= Michael G. Davis =

Davis's prison mugshot

Michael G. Davis (b. May 31, 1959) was an American meteorologist in Columbus, Ohio, working for WBNS-TV for more than 30 years. An Emmy Awards and AP Award winner, in 2019 he was arrested and eventually convicted of having in his possession 15,912 images of child pornography.

== Career and conviction ==
Davis was educated at the University of Minnesota, obtaining a degree in journalism. He then studied meteorology at the Ohio State University. Prior to joining WBNS, he worked for stations in Las Vegas, Idaho, and Minnesota.

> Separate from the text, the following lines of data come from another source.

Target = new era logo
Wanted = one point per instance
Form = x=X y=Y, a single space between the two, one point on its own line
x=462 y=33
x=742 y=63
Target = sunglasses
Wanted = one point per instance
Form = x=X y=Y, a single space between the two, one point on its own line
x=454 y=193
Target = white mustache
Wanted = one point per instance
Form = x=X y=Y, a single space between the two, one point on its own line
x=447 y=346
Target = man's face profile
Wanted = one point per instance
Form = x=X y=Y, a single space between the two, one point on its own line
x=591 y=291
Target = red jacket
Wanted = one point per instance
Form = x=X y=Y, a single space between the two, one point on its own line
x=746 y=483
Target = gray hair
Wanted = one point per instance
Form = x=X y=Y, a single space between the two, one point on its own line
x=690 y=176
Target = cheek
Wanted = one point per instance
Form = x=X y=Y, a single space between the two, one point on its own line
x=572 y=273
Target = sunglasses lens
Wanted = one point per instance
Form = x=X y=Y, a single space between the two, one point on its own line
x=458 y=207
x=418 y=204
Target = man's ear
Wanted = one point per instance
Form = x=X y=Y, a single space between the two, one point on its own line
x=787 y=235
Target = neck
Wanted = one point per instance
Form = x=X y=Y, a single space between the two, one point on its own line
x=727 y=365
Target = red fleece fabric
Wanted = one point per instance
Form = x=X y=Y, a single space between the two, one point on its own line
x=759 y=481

Coming back to Ohio, he resided in Upper Arlington, a suburb of Columbus, and was married with three children. While at WBNS, he wrote the book "The ABCs of Ohio Weather", and supported numerous charitable organizations. He visited locals schools to teach the students about weather. At the Franklin Park Conservatory, he curated the exhibit "Mike Davis Weather Adventure", and at COSI the "The Ocean Above, Our Global Weather" exhibit. He had a passion for family and wine.

In addition to WBNS, he provided his services to WSNY radio.

In 2019, the National Center for Missing & Exploited Children received information about child pornography traced to a Central Ohio email address. The images involved young girls engaged in sex acts with adults. After interviewing Davis on September 5, the Franklin County Sheriff's Department accepted his admission of possession, and subsequently obtained a search warrant for his laptops at WBNS. WBNS would fire him, and he would eventually be convicted and sentenced to 4 years in prison after pleading guilty to avoid a maximum sentence of 29.5 years.

He would serve his time at Grafton Correctional Institution, considered the best prison in the Ohio system. There he would continue writing books. In a 2021 court filing for early judicial release, his lawyer Adam Nemann stated he was seeing a psychologist, taking medications, attending AA meetings, and participated in anxiety and Cage My Rage therapy groups, while working as a porter. His lawyer stated that Davis' fall from grace was worse than a prison sentence and that the conviction ruined his career.

Davis was released in 2024, first residing at an Extended Stay America in Columbus, and eventually an apartment complex in the Tri-Village neighborhood of Columbus. He will be registered as a tier-2 sex offender for 25 years.